Here the context column is empty; however, there still need to be four tabs per line.
For contrast, here is a sample observations fragment for a conditionally-normalized model (from lessons/16/observations) mimicking a bigram "shape model":
count position context features visualization
29 0,0 solid triangle triangle,solid,triangle & solid,same event,same shape,same fill shape=triangle,fill=solid
33 0,1 solid triangle triangle,striped,triangle & striped,same shape shape=triangle,fill=striped
...
2 2,1 hollow triangle square,striped,square & striped shape=square,fill=striped
0 2,2 hollow triangle square,hollow,square & hollow,same fill shape=square,fill=hollow
5 0,0 solid circle triangle,solid,triangle & solid,same fill shape=triangle,fill=solid
...
The fragment here defines three separate conditional distributions: P(. | solid triangle) (first two lines), P(. | hollow triangle) (next two), and P(. | solid circle) (last line). In the solid triangle context, we observe 29 solid triangles and 33 striped triangles; in the hollow triangle context, we observe 2 striped squares and 0 hollow squares; and in the solid circle context, we observe 5 solid triangles. (In the actual lesson, we observe both more contexts and outcomes per context.)

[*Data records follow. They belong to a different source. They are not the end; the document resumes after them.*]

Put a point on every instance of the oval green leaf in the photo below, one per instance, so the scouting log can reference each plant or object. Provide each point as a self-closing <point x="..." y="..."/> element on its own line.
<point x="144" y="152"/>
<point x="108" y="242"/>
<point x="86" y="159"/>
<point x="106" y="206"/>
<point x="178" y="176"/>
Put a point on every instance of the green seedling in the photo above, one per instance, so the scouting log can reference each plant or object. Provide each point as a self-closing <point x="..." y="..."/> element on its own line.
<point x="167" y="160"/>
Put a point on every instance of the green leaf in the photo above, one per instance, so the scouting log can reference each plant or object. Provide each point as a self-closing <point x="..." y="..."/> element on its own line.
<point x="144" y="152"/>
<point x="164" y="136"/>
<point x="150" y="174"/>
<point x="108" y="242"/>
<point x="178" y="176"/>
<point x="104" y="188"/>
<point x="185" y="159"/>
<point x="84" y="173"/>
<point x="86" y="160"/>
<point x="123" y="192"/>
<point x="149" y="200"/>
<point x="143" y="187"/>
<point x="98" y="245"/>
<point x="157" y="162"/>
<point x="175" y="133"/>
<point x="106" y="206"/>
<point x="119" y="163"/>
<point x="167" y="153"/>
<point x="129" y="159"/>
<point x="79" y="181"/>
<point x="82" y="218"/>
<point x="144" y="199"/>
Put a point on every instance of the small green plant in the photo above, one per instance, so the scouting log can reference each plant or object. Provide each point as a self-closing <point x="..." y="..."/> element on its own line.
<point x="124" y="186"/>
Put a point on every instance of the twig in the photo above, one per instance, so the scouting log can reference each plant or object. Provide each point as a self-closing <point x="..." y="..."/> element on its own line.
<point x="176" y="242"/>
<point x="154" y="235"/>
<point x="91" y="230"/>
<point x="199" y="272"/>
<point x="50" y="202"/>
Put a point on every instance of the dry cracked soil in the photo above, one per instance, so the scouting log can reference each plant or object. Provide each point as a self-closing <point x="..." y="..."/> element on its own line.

This example also demonstrates how feature names may contain any (ASCII) character except for tabs and commas.
The theta file describes which features to define. Like observations, this file is tab-separated. Note that every feature named in observations needs to be listed in theta!
The three columns of this file are:
- context
- feature, the name of the feature, and
- value, the true or optimal of this feature.
For example, here's the theta file for lesson 1:
context feature value
circle 1.1003734519487993
solid 0.6932745934710376
The file format is anachronistic, and I haven't had the time to update the Javascript back-end.
- The context column should always be empty. This empty context is how back-off is implemented.
- The feature column provides the name of the feature.
- The value column gives the "true" weights for each feature. Because we initially generated a number of the lessons from a maxent model, with known weights, I originally included this column as a "shortcut". However, as I said in issue 22, we should be to automatically find the weights given the counts. That said, this column is still used to generate new examples (when you change the textbox value of
N =, the number of observations in a context).